Le New York Times s'intéresse aux «archéologues de poubelles» d'un nouveau genre, celles et ceux qui visent en particulier les containers des millionnaires de la tech qui ont pris d'assaut, en masse et avec force dollars, les belles et coûteuses demeures de la ville.
Le journal américain suit en particulier Jake Orta, vétéran de la United States Air Force devenu SDF, désormais relogé dans une très modeste cahute située à quelques encablures de la maison de Mark Zuckerberg, évaluée à 10 millions de dollars.
D'un extrême à l'autre
Il explore ainsi les deux extrêmes du capitalisme américain, les déchets de son sommet nourrissant à peine les pauvres âmes qu'il laisse à la traîne. Les 300 dollars que Jake Orta essaie de rapporter chaque semaine, il ne les trouve pas dans les canettes et les cartons. Ses trouvailles sont à la démesure de la ville et de son économie: il a, à l'occasion de ses «chasses aux trésors», découvert des vêtements de designer, des baskets neuves, des iPad, des téléphones, un service complet de vaisselle en argent et même des sacs de marijuana, qu'il avoue avoir fumée.
«Nous avons beaucoup de service dédiés aux déchets», explique au New York Times Robert Reed, porte-parole de la société locale de recyclage Recology. «Il y a de plus en plus de monde de la tech ici, et la ville change de plus en plus vite. Ces personnes ont une capacité d'attention courte. Certains jettent des objets qui pourraient être remis en circulation dans un magasin d'objets de seconde main.»
À la place, ces déchets constituent une petite manne et, surtout, un moyen de subsistance pour Jake Orta et les «trash pickers» qui, comme lui, dépendent des détritus dorés des millionnaires du coin. Les objets extraits des bennes sont vendus sur Mission Street ou dans le quartier plutôt malfamé de Tenderloin lors de marchés organisés à la sauvette.

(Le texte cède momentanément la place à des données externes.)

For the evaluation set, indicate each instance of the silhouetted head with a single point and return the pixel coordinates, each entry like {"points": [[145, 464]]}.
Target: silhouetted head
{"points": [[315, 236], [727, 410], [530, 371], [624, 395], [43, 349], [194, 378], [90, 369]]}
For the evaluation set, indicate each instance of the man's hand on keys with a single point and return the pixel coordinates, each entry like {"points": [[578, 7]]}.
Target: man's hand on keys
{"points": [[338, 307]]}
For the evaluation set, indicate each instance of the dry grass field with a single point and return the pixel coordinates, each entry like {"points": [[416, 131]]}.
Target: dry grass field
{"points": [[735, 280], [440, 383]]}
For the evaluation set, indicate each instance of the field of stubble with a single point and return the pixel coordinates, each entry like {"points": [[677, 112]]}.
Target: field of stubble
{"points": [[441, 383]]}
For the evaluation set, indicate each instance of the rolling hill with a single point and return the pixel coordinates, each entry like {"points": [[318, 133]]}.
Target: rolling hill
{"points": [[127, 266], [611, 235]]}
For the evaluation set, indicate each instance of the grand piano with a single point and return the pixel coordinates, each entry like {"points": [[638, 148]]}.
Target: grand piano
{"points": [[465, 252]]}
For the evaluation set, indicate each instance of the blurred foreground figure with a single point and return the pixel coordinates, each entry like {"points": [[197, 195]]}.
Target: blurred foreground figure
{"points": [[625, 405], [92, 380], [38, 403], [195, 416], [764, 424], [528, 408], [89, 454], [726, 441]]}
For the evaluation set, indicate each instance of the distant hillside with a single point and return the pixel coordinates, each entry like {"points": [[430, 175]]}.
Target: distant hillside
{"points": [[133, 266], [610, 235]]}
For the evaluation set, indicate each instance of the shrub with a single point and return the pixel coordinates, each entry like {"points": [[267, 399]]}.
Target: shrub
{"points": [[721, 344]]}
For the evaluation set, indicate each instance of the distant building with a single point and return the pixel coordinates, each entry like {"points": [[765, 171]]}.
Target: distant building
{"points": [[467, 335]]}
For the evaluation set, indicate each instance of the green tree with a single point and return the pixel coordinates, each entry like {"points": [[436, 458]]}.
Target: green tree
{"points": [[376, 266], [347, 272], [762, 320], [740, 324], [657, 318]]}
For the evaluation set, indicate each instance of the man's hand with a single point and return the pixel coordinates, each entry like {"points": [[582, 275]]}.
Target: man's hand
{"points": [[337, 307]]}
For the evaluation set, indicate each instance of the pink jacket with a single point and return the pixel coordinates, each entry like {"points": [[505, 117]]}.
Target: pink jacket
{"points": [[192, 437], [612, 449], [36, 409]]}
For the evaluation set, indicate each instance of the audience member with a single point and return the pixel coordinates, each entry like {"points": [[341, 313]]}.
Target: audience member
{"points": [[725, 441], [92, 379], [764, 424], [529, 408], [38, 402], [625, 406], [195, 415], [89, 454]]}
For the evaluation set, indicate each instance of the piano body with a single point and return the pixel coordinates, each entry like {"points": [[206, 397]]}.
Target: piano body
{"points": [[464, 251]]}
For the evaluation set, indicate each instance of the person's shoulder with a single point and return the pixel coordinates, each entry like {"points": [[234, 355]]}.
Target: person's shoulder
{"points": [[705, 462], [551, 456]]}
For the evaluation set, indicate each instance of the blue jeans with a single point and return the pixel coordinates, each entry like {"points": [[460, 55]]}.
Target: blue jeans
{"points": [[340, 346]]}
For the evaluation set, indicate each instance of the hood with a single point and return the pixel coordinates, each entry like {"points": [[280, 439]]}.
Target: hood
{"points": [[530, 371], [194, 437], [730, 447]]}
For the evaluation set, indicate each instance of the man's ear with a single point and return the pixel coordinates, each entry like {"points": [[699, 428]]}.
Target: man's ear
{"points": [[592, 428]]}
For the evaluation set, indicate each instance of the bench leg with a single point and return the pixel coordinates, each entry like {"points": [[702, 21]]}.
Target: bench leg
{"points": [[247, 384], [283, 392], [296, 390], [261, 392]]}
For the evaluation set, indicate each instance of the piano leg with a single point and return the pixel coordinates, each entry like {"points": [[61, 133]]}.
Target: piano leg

Photographe australien et éditeur de Mission Gold, publication qui documente les existences de ces misfits san-franciscains, Nick Marzano voit l'action de ces «trash pickers» comme un «service public». Et, explique le New York Times, comme une forme primitive d'entrepreneuriat: une manière un peu cynique de boucler la boucle du marché à l'américaine.